Make room in the workplace for people with Autism - Specialisterne

According to Autism Society Canada, 200-thousand Canadians are living with an autism spectrum disorder. Some show quite severe symptoms, others hardly any at all. But the chances are you haven't met any of them at work. It's not because they can't handle the work -- often it's because they can't handle job interviews -- or the noise of the workplace.

But there's a growing movement to find jobs that can take advantage of the often remarkable capabilities of autistic people. And a Danish Company is leading the way. Specialisterne specifically hires people on the autism spectrum.

Thorkil Sonne founded the company and this month he's expanding his operations to the U.S. We reached him at his office in Copenhagen.

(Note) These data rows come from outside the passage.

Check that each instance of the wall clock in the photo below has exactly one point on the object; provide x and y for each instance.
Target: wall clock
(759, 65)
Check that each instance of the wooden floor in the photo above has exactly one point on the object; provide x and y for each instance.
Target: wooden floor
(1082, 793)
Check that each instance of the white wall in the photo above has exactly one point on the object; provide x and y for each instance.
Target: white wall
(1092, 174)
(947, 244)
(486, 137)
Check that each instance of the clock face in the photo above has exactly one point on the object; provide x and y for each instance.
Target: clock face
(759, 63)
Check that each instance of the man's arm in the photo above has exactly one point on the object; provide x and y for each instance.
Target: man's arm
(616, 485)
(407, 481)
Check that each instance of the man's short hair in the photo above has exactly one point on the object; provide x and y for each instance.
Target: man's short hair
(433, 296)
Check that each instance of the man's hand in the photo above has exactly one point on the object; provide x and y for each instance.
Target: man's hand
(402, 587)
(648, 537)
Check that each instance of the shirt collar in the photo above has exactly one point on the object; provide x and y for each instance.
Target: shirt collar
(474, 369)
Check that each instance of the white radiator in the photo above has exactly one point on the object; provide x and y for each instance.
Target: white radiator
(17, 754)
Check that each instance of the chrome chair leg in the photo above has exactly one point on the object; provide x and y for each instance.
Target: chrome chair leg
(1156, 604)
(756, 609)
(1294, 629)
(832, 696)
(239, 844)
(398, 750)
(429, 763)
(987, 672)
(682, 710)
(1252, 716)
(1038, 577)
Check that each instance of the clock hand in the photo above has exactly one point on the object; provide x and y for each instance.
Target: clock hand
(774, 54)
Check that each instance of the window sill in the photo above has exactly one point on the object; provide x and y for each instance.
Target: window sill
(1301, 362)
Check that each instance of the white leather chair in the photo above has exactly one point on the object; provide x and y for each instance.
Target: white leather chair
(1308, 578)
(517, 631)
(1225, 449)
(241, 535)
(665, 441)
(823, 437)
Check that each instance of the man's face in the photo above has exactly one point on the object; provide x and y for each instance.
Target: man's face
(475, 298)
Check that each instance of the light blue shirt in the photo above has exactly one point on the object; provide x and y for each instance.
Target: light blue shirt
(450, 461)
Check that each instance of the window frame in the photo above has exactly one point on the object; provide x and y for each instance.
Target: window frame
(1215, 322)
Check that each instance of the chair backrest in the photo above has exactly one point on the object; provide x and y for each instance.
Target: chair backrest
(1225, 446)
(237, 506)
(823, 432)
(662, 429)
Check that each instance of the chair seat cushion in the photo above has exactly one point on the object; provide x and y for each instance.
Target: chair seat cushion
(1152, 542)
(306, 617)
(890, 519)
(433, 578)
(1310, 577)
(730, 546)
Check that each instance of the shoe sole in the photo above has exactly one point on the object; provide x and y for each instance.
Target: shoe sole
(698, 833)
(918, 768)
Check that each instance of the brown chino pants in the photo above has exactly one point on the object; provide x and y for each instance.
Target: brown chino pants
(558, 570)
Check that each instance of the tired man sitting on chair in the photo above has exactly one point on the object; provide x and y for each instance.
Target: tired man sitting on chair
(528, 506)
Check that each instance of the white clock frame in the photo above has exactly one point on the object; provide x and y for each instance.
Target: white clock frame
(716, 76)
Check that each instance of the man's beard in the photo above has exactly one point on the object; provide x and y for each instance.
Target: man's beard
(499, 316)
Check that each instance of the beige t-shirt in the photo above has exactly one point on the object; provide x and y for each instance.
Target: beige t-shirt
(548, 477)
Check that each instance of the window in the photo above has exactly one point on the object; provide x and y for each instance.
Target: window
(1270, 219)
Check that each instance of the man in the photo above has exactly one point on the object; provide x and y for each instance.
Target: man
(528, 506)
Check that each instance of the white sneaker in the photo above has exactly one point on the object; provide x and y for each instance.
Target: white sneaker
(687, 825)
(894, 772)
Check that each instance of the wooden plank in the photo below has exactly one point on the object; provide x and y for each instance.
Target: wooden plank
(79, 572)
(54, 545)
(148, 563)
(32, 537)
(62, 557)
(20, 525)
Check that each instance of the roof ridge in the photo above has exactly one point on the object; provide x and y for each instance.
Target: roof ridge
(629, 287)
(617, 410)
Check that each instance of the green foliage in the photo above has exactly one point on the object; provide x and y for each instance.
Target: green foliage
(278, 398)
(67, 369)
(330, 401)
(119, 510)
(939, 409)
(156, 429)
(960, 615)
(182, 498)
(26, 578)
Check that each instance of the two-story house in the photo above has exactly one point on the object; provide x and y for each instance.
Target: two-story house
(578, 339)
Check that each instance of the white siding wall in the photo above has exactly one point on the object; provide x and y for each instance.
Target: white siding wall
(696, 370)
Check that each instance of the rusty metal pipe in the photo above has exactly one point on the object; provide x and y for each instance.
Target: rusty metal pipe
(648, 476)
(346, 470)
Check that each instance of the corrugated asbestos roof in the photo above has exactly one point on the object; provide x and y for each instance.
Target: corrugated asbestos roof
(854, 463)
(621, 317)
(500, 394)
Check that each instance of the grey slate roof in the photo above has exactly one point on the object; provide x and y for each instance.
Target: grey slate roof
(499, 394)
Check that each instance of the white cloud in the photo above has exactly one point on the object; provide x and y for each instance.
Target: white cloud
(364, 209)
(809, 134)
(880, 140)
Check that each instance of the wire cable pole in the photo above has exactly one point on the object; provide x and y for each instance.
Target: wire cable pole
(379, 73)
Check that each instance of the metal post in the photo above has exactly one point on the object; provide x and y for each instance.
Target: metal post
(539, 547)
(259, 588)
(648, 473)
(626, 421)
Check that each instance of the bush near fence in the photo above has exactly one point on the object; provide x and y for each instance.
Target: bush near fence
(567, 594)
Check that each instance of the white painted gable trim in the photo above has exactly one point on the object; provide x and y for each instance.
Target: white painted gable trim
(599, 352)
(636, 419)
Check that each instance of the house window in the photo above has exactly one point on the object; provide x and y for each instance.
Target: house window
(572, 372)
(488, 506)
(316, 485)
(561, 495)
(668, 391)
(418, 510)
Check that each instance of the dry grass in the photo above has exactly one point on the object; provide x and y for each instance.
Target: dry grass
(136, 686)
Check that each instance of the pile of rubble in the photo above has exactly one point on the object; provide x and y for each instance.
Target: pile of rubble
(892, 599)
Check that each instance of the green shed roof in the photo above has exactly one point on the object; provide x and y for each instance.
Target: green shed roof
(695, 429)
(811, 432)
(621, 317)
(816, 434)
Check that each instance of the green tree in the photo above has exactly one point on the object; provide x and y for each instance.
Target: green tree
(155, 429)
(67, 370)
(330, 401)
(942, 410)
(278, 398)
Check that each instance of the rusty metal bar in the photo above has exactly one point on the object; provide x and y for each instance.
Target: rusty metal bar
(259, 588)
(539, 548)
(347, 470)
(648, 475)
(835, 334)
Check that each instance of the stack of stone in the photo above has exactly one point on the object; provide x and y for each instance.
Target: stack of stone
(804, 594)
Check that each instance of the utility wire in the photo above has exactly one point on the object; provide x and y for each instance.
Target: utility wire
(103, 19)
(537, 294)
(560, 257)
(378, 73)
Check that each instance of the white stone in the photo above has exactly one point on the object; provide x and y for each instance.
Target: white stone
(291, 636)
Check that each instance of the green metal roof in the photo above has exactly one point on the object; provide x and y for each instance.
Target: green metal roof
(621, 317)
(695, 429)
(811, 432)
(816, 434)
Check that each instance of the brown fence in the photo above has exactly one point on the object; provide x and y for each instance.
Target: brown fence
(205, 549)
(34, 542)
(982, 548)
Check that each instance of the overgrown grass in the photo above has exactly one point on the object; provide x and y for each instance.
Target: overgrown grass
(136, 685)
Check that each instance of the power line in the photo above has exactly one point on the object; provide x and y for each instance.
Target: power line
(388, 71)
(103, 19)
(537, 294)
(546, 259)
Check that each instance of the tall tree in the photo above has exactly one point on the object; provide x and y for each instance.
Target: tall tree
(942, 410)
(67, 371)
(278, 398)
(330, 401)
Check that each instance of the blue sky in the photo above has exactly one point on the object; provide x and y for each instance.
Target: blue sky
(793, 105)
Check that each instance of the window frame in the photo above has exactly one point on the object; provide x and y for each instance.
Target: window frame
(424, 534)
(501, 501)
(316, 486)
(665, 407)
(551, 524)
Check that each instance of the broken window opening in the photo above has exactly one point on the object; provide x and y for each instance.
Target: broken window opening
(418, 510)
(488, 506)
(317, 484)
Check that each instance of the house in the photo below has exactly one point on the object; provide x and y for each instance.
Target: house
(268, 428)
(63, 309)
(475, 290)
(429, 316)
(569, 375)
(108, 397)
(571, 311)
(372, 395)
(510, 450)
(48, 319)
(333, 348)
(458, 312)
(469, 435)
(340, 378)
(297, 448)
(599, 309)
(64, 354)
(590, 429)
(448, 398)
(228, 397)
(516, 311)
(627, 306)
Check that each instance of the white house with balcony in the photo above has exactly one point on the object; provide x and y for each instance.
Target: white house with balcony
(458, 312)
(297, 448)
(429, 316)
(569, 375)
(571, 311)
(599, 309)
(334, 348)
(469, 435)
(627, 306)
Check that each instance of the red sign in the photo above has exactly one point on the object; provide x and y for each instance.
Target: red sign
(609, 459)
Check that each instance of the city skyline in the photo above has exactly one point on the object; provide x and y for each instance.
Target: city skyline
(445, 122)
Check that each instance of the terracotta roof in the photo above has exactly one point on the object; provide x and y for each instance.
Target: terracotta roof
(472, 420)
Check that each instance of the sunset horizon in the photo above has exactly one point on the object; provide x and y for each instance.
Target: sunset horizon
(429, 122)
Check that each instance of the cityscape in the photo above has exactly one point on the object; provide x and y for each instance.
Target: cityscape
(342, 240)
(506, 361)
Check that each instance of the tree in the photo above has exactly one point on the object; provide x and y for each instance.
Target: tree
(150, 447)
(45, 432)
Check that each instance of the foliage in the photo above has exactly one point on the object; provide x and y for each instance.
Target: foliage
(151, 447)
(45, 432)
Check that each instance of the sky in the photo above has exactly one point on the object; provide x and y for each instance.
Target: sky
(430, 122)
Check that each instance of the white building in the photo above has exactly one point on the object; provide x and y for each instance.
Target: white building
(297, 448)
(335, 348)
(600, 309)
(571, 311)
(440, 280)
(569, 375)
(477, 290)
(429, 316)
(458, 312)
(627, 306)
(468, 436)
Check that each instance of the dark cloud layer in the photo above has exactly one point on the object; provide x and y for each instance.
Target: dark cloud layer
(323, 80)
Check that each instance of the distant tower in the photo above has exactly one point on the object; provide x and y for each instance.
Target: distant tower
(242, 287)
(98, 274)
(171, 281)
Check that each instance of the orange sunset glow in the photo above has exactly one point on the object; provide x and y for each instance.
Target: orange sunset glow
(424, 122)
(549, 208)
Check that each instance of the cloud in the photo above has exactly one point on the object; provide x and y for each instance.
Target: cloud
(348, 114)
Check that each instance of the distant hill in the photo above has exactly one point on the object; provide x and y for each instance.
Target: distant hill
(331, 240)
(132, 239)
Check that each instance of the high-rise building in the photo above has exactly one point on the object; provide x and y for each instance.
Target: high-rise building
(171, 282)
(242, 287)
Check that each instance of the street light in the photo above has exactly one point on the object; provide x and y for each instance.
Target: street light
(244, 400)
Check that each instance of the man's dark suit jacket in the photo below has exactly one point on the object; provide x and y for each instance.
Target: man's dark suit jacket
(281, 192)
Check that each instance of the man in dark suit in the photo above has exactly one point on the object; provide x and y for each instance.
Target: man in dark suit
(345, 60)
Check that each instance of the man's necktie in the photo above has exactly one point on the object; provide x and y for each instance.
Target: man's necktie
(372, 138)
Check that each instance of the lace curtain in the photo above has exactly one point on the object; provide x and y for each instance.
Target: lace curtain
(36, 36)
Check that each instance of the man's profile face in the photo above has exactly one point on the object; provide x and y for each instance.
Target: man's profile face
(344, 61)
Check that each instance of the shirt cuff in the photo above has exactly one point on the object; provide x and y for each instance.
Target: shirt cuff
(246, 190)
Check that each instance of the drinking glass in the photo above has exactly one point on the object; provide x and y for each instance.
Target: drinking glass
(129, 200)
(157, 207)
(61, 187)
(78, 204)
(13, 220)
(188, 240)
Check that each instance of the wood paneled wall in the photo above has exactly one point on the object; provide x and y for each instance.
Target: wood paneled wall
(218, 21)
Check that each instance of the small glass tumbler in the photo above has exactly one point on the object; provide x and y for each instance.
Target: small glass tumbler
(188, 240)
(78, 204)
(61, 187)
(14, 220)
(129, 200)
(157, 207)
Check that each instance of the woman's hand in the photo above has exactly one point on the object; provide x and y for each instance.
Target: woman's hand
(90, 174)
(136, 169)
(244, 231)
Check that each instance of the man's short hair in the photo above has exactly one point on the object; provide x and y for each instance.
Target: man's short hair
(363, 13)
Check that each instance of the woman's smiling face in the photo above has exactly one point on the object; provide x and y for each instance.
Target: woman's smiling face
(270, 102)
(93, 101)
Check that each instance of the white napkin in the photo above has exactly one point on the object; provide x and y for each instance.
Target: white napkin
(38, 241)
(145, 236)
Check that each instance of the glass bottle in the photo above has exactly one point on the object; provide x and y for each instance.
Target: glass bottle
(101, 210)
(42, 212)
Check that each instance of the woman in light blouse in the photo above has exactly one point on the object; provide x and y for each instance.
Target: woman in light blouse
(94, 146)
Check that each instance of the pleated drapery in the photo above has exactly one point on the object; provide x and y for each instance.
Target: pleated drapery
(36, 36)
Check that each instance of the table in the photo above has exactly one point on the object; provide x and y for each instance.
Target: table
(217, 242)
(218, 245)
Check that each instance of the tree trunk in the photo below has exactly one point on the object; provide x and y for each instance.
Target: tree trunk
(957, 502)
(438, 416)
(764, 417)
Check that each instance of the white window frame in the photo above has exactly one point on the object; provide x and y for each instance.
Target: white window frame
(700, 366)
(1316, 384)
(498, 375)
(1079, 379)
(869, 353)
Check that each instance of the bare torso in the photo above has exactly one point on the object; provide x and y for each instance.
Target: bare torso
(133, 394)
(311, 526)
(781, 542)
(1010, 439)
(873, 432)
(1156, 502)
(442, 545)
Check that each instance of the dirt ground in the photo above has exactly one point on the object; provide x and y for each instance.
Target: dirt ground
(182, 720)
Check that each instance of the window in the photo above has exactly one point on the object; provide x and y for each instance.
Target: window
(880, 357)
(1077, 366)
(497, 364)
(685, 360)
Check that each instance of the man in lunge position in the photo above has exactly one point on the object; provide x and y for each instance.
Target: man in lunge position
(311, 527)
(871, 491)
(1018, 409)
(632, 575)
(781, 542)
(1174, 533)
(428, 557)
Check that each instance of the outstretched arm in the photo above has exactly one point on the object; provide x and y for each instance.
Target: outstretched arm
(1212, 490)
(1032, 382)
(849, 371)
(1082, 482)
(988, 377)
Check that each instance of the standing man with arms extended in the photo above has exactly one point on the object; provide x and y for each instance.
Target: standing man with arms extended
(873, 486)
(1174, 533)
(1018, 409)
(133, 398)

Make room in the workplace for people with Autism - 19 yr old Jeff Lawson

Specialisterne - which is Danish for The Specialists - a company that specifically hires people with autism is an idea that's taking root in Canada. A new program is about to launch in Calgary that aims to help autistic people find fulfilling careers, primarily in IT.

Maureen Jensen is the employment Coordinator with Autism Calgary. The Calgary program aims to get people, such as 19-year-old Jeff Lawson, out of his parents' basement and into the workforce. We heard from Jeff.

Make room in the workplace for people with Autism - U of Calgary Professor

A U.S. study last year found in the first two years after high school, young autistic people had a greater than 50-percent chance of being unemployed.

David Nicholas is currently researching employment issues for Canadians with Autism Spectrum Disorder. He's an Associate Professor in the Faculty of Social Work at the University of Calgary.

This segment was produced by The Current's Liz Hoath.